In its opening brief, Phillips states that Patch’s supplemental affidavit was filed three days before the special-appearance hearing and that Texas Rule of Civil Procedure 120a(3) requires all affidavits to be filed at least seven days before the special-appearance hearing. Phillips notes that it objected to the untimeliness of the supplemental affidavit. Phillips cites to the part of the clerk’s record containing its objection to the untimeliness of the supplemental affidavit, the reporter’s record from the special-appearance hearing, and Rule 120a(3). Though Phillips sufficiently briefed an argument that the supplemental affidavit should not be considered in this court’s review of the special-appearance ruling because the supplemental affidavit was not timely filed, the majority indicates that Phillips was required to assign error and make this argument in an issue presented.8 Under this' court’s precedent, Phillips was not required to assign error and make this argument in an issue presented.9

*96 Conclusion

Though I respectfully disagree with the majority’s analysis, I concur in the court’s judgment affirming the trial court’s denial of Phillips’s special appearance.

. Phillips also lodged objections as to which error did not have to be preserved in the trial court.

. In its second finding of fact, the trial court finds that UA Engineering and Phillips "entered into the Contract attached to the Affidavit [of] Gregory J. Patch (attached to Plaintiff’s Response and Supplemental Response to Defendants’ Special Appearance as Exhibit ‘A’).” Neither affidavit of Patch was an exhibit to a response or supplemental response, and the trial court appears to be referring to the agreement attached as Exhibit A to Patch's original affidavit but not attached to Patch’s supplemental affidavit, In its third finding of fact, the trial court finds that LJA Engineering and PDRH, LLC entered into two contracts “attached to the Affidavit of Gregory J. Patch (attached to Plaintiff’s Response and Supplemental Response to Defendants’ Special Appearance as Exhibits 'Bl' and ‘B2’).” In this finding, the trial court appears to be referring to the contracts attached as Exhibit Bl and B2 to Patch’s original affidavit but not attached to Patch’s supplemental affidavit. In its twentieth finding of fact, the trial court refers to an “email attached as Exhibit 'D' to the Affidavit of Gregory J. Patch.” Neither Exhibit D to Patch’s original affidavit nor Exhibit D to Patch’s supplemental affidavit is an email, and this reference appears to be to the email attached as Exhibit C to Patch’s supplemental affidavit.

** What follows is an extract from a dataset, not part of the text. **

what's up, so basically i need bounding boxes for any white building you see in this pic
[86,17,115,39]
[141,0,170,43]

. See Tex. R. App. P. 33.1(a).

. Tex. R. Civ. P. 120a(3) (stating that ”[t]he affidavits, if any, shall be served at least seven days before the hearing ... ”); Leben v. Treen, No. 13-02-309-CV, 2003 WL 22479150, at *2 (Tex.App.-Corpus Christi Oct. 30, 2003, no pet.) (mem.op.).

. See Benchmark Bank v. Crowder, 919 S.W.2d 657, 663 (Tex.1996); Davis-Lynch, Inc. v. Asgard Techs., LLC, 472 S.W.3d 50, 58 n. 4 (Tex.App.-Houston [14th Dist.] 2015, no pet.); Tempest Broad. Corp. v. Imlay, 150 S.W.3d 861, 869-70 (Tex.App.-Houston [14th Dist.] 2004, no pet.).

. See ante at 12.

. See Benchmark Bank, 919 S.W.2d at 663; Davis-Lynch, Inc., 472 S.W.3d at 58 n. 4; Envtl. Procedures, Inc. v. Guidry, 282 S,W.3d 602, 610-12 (Tex.App.-Houston [14th Dist.] 2009, pet. denied); Tempest Broad: Corp., 150 S.W.3d 869-70.

. See ante at 12-13.

. See Benchmark Bank, 919 S.W.2d at 663; Davis-Lynch, Inc., 472 S.W.3d at 58 n. 4; Envtl. Procedures, Inc., 282 S.W.3d at 610-12; Tempest Broad. Corp., 150 S.W.3d 869-70. See also Speedy Stop Food Stores, Ltd. v. Reid Road Municipal Util. Dist., 282 S.W.3d 652, 655 (Tex.App.-Houston [14th Dist.] 2009) (considering challenge to trial court’s order striking summary-judgment affidavit even though the appellant did not mention this ruling or any challenge, to it an the issues presented in appellant’s opening brief), aff'd, 337 S.W.3d 846 (Tex.2011).